Hanks played the title character, a man with child-like innocence and a penchant for stumbling into history, in the 1994 movie directed by Bob Zemeckis, which won six Academy Awards.
“And I said to Bob [Zemeckis], ‘Is anyone going to care about this nut sitting on a [bench]? What is this? No one knows what’s in this thing I mean,'” said Hanks.
“We ended up shooting, it was probably like, you know, 13 pages of dialogue that we had to shoot in a day and a half,” he added.
“It was written on cue cards … I didn’t need the cue cards after a while because you get into it,” Hanks said, before explaining what Zemeckis told him about the bus bench scenes.
“But Bob says, ‘I don’t know, it’s a minefield, Tom, it’s a minefield. You never know what people are gonna take away from it.’ And it ends up being, you know, that thing,” Hanks said.
The scenes became an important part of “Forrest Gump,” which earned $677 million around the world and is hailed by many as a modern classic, filled with homespun catchphrases like, “My momma always said life was like a box of chocolates.

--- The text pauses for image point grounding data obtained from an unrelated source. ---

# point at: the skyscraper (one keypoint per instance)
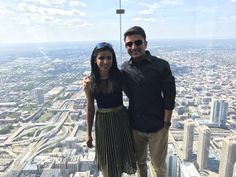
(39, 96)
(188, 139)
(203, 146)
(219, 111)
(171, 161)
(228, 157)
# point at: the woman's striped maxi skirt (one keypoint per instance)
(114, 144)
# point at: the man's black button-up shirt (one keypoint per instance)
(151, 89)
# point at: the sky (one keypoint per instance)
(23, 21)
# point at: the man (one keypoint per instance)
(151, 91)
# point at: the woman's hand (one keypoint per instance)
(87, 83)
(89, 141)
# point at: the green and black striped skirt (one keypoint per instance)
(114, 144)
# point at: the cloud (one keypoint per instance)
(77, 3)
(172, 2)
(6, 12)
(150, 8)
(51, 2)
(32, 9)
(143, 19)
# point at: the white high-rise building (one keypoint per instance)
(228, 157)
(219, 111)
(39, 96)
(187, 169)
(188, 139)
(171, 161)
(203, 146)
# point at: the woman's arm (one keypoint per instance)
(90, 110)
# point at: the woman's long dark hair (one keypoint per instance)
(114, 72)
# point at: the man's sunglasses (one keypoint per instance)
(101, 45)
(137, 43)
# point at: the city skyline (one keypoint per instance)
(79, 20)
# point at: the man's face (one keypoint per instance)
(135, 45)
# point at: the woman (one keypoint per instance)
(114, 145)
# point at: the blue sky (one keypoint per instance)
(86, 20)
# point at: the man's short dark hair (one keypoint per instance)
(135, 30)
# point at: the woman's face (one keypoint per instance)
(104, 60)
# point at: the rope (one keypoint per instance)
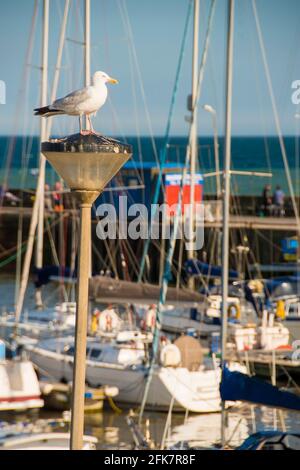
(163, 152)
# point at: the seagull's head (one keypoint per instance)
(102, 77)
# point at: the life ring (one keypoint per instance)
(234, 311)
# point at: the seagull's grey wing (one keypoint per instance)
(71, 101)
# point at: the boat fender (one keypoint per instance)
(170, 356)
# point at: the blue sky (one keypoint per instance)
(157, 27)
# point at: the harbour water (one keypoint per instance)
(111, 428)
(257, 153)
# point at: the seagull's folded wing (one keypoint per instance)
(69, 103)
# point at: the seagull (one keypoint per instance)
(85, 101)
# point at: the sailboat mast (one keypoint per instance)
(226, 198)
(193, 135)
(43, 130)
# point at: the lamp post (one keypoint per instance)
(87, 164)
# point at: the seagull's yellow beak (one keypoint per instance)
(113, 80)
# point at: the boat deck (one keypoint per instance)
(250, 222)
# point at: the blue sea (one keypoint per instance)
(19, 160)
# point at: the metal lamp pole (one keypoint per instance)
(213, 113)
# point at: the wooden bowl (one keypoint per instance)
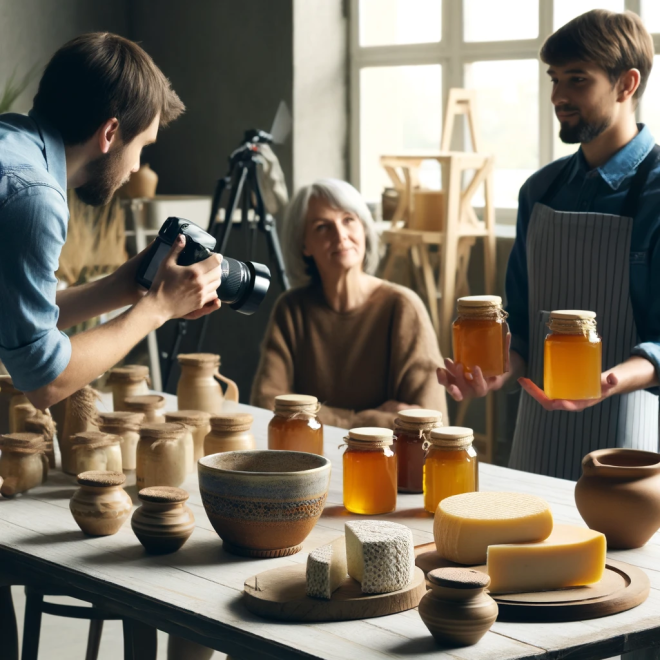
(263, 503)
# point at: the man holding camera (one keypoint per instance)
(101, 99)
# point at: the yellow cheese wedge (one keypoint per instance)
(569, 557)
(465, 525)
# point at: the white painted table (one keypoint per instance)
(196, 592)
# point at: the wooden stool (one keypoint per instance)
(139, 640)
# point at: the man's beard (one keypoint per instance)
(105, 175)
(584, 131)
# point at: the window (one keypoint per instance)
(407, 54)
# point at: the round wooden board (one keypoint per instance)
(281, 594)
(623, 587)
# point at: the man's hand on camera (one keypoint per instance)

You never know what you’re gonna get.”
In the years since “Forrest Gump,” Hanks has gone on to even more acclaim, both in front of and behind the camera, with roles in films like “Saving Private Ryan,” “The Da Vinci Code” and “Charlie Wilson’s War,” which he also produced.
Now Hanks is promoting director Baz Luhrmann’s “Elvis,” based on the life of rock and roll superstar Elvis Presley, in which he plays Presley’s manager Colonel Tom Parker.